There are two forms of the Bayesian Information Criterion (BIC) a
reader will encounter. One of these is of the form
ln(N)k-2LL
, the other of the form LL-0.5ln(N)k
(where LL
is the natural log of the model likelihood, N is
the sample size, and k is the number of parameters in the model).
Schwarz (1978) originally defined the BIC in the
LL-0.5ln(N)k
form, but currently the
ln(N)k-2LL
is the most commonly used definition of the BIC.
One prominent author and data analysis context that continues to use the
original Schwarz form (LL-0.5ln(N)k
) is Daniel S. Nagin and
his work and software in group-based trajectory modeling (SAS Proc Traj,
Stata module traj
). These two forms differ by a constant
factor (-2) and are therefore interpreted differently. The data analyst
must be very attentive to which version of the BIC is being calculated
by the software being used, and interpret the BIC (and compare to other
model BICs) using appropriate transformations and rules of thumb for the
relevant form.
When the ln(N)k-2LL
form is used, when comparing 2 or
more models a lower BIC is preferred and a BIC difference of less than 2
is not worth more than a bare mention and a BIC difference of more than
10 is very strong evidence in favor of the model with the lower BIC.
This would apply to data analysts working with Mplus and core estimation
routines in SAS, Stata, and many in R. If the analyst is uncertain, a
good (but fallible, so read the documentation) indicator that the
ln(N)k-2LL
form is being used is the BIC is a positive
number.
When the LL-0.5ln(N)k
form is being used, when comparing
2 or more models a higher BIC is preferred and a BIC difference of about
1 is not worth more than a bare mention and a BIC difference of more
than 2.3 is very strong evidence in favor of the model with the higher
BIC. This would apply to data analysts working with SAS Proc Traj or the
Stata traj
module, or any other program using the
LL-0.5ln(N)k
form of the BIC. If the analyst is uncertain,
a good (but fallible, so read the documentation) indicator that the
LL-0.5ln(N)k
form is being used is the BIC is a negative
number.
BIC flavor | LL-0.5ln(N)k |
ln(N)k-2LL |
---|---|---|
Typical values | Negative | Positive |
Better models | higher BIC | lower BIC |
Bayes factor approximation[^1] | \(\text{exp}(BIC_i-BIC_j)\) | \(\text{exp}([BIC_i-BIC_j]/-2)\) |
[^1] Bayes factor approximation for ln(N)k-2LL
form is
provided by Neath and Cavanaugh (2012) page 202.
ln(N)k-2LL
The Bayesian Information Criterion (BIC) is a measure used to compare the quality of different statistical models (Schwarz, 1978). The BIC balances goodness of fit (with -2 times the log-likelihood, the maximum of a probability function of the data given a set of estimated parameters) and model complexity (number of parameters, k). The BIC is commonly defined as
\[BIC = -2 \times \text{ln(likelihood)} + \text{ln(N)} \times k\]

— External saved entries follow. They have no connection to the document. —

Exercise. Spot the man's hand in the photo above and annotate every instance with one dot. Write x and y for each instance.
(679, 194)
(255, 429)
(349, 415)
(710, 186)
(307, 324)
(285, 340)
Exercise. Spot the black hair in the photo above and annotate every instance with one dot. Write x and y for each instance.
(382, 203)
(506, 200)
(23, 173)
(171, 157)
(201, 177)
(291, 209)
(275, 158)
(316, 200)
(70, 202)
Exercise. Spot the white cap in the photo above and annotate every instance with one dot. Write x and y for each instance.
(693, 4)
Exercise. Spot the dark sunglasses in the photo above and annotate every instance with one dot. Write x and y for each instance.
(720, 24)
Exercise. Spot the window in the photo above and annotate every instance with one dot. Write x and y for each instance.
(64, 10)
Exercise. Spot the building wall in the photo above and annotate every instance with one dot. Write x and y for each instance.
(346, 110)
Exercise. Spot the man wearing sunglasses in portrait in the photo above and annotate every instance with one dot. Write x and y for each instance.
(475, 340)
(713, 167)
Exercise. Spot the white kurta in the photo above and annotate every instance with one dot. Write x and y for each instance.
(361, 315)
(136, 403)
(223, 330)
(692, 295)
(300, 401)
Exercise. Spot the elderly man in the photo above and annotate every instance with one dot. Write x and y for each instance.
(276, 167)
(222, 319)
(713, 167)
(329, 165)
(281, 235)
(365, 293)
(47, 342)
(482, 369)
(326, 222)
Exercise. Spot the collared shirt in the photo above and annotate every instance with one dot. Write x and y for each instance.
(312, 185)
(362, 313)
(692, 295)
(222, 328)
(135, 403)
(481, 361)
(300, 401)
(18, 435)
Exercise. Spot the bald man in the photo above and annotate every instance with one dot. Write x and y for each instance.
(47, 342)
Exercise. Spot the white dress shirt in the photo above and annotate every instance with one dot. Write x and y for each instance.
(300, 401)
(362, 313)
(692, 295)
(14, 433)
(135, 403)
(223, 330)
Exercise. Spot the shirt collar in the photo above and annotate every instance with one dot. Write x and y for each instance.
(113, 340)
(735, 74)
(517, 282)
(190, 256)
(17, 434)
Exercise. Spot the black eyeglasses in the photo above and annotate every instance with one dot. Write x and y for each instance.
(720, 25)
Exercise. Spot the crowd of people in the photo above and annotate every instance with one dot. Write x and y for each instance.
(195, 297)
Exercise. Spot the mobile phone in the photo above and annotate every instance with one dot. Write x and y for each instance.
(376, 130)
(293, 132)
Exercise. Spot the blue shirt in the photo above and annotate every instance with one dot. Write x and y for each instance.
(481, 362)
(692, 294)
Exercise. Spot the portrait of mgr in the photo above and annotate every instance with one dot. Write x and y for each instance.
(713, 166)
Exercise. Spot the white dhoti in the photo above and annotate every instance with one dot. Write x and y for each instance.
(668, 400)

where \(k\) is the number of parameters and \(N\) is the sample size (number of observations). Preference is given to the smallest BIC. Log-likelihoods (\(\text{ln(likelihood)}\)) don’t themselves have intrinsic meaning, but as logs of probabilities are negative, and so the \(-2\) scaling makes the BIC positive as long as \(-2\text{ln(likelihood)}\) exceeds \(\text{ln(N)}k\).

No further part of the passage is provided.